王国を通り過ぎ、さらに東へ移動するとトリエ山脈が見えてくる。この向こう側がカブの港であり、その先は海が広がっている。
「この山脈にギガントボアが出るって、授業で聞いたことがある。」
「ギガントボア、ですの?」
「うん、でっかいボアで頭に宝石がついてるらしいよ。」
ギガントボアの頭についている宝石はさまざまな種類があるという。授業では希少な素材が手に入る魔物として紹介されていた。
「トリエ山脈に入るよ。」
がいうが、三人の見える景色は空中なのでそんなに変わることはない。ただリアは周辺の魔物の危険度が少し上がっていることを観測しているようだった。
「この山には整備された道があったはずだよね。」
「そうですわね。そこを通れば比較的安全にこの山を越えられますわ。」
馬車が通れるほどの道を作り、その端に魔物よけの魔道具を並べて安全性を保っている。トリエ山脈の平均危険度がBとやや高めだが、その魔物よけの魔道具はしっかりと追い払うことができていた。

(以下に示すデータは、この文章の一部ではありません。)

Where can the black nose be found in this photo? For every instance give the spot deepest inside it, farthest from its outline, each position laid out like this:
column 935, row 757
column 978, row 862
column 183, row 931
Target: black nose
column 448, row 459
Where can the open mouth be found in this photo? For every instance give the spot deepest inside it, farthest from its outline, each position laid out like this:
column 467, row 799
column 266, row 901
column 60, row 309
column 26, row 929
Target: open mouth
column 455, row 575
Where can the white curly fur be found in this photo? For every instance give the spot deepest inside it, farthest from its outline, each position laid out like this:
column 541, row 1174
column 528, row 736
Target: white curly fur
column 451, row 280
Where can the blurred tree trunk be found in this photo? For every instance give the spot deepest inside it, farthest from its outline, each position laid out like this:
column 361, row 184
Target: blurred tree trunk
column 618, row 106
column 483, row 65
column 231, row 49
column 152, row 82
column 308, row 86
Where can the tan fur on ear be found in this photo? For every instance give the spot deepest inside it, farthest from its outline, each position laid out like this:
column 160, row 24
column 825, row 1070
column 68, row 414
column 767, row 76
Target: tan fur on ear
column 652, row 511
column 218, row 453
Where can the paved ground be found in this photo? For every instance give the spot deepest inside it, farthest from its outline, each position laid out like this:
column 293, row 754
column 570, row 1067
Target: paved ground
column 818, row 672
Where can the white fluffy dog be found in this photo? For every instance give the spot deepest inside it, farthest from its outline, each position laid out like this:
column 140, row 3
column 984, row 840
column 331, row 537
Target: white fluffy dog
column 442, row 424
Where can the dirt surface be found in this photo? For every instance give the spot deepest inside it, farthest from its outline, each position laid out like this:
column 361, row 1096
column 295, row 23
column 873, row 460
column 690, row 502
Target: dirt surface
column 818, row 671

「王国が消費する魚介類は全てカブの港から輸入してくるから、移動時の安全確保は重要。」
「授業で習ったよね。」
グルンレイドでは世界学を学び、王国とグルンレイドの関係、その周囲の街、さらには魔界などの遠い場所の情勢も学習する。
「あれが山頂。」
「ってことはここを抜ければ……。」
次の瞬間、はるか上空からでも視界の全てを埋め尽くすほどの広大な海が広がった。
「すごい……。」
「やっぱり美しいですわね。」
二人の感嘆の声が聞こえた。私は初めて見る海に、思わず空中に止まってしまう。
「メルテちゃん……?」
リアとアナスタシアも空中にとまり、不思議そうにこちらを見ている。
「広いんだね。」
その言葉を聞いて二人は再び海の方を見た。太陽光が反射して目が眩んでしまうほど美しい海は、世界の広さを感じさせるものだった。
「私も早くローズになってもっといろんなことを知りたいかも。」
「私もそう感じましたわ。」
言葉にはしなかったが、二人と同じ気持ちだった。この景色を見て、もっと多くのことを知りたいと思った。
「そのためにはもっと強くならなきゃね。」
「頑張りますわ!」
私は小さく頷いた。
「じゃあ、いったんカブの港へ行くから。」
「カブの港で一泊して、明日に海底神殿、でしたわよね。」
「そう。」
三人は空中から急降下でカブの港まで移動していった。
——
カブの港に近づくにつれて潮の香りが強くなり、初めての匂いに三人は驚く。
「指示書に載ってた宿に行ってみない?カルメラさんのおすすめって書いてあったよ。」
「いいよ。」
リアの言葉に私は頷く。カブの港に到着した三人は、指示書に記載されていた宿、マリネ亭へと向かった。
「いらっしゃいませ。」
受付の視界にメイド服を着た少女たちが映り少し驚いた様子だったが、丁寧に対応してくれた。
「三人で泊まれる部屋は空いてますか。」
「現在はすべてのグレードの部屋が空いております。」
受付はそう伝えて一枚の紙を三人に見せる。
「ブロンズ、シルバー、ゴールド、スイートの四つのグレードがございます。」
その紙を見ると、三人部屋のブロンズは金貨三枚、シルバーは金貨九枚、ゴールドは金貨三十枚、スイートは金貨九十枚と書かれていた。
「スイートってすごいね!泊まってみたい!」
「別にブロンズかシルバーでいいでしょ。」
「えー」
「そもそもそんな量の金貨持ってきてないでしょ。」
リアはスイートルームに泊まりたいようだったが、私はあまり魅力を感じていなかった。寝られればどこでもいい。
「大金貨なら一枚持ってますわよ。」
「なんで持ってるの……」
「外出時はそれくらい持っているのが普通ではなくて?」
「それはアナスタシアだけ……」
アナスタシアは王国のかなり権力のあった貴族の娘だったと聞いている。どのような理由で没落したのかは知らないが、金銭感覚が平民とはかなりかけ離れていることはよくわかっていた。
「アナスタシアはどのグレードがいい?」
「私はどこでも大丈夫ですわよ。ですがリアさんがせっかくスイートルームに泊まりたいとおっしゃっているのですから、そこがいいのではありませんの?」
アナスタシアは値段で選択肢を狭めるという発想がないようだった。
「そうだそうだ!」
キッとリアを睨むと、リアはサッとアナスタシアの後ろに隠れる。
「はぁ……受付の方、スイートルームでお願いします。」
「か、かしこまりました。」
アナスタシアがカバンから大金貨を取り出すと、テーブルの上に置いた。
「メルテちゃん、ありがと!」
「今回だけだから。」
「わかってるって!」
今回はアナスタシアがすべての代金を支払ったが、後でリアと私は金貨三十枚ずつアナスタシアへ支払うつもりだ。グルンレイドのメイド見習いは毎月大金貨3枚の給与が与えられる。私はもしもの時を想定してお金を使わないように意識しているのだが、このような出費は仕方ない。
「それでは、鍵をどうぞ。」
夜は子供が食事をできる場所がないなどの、いくつかの説明を受けるとリアが鍵を受け取る。受付に頭を下げると、リアはワクワクした様子で部屋へと移動し始め、それについていくように私とアナスタシアも移動した。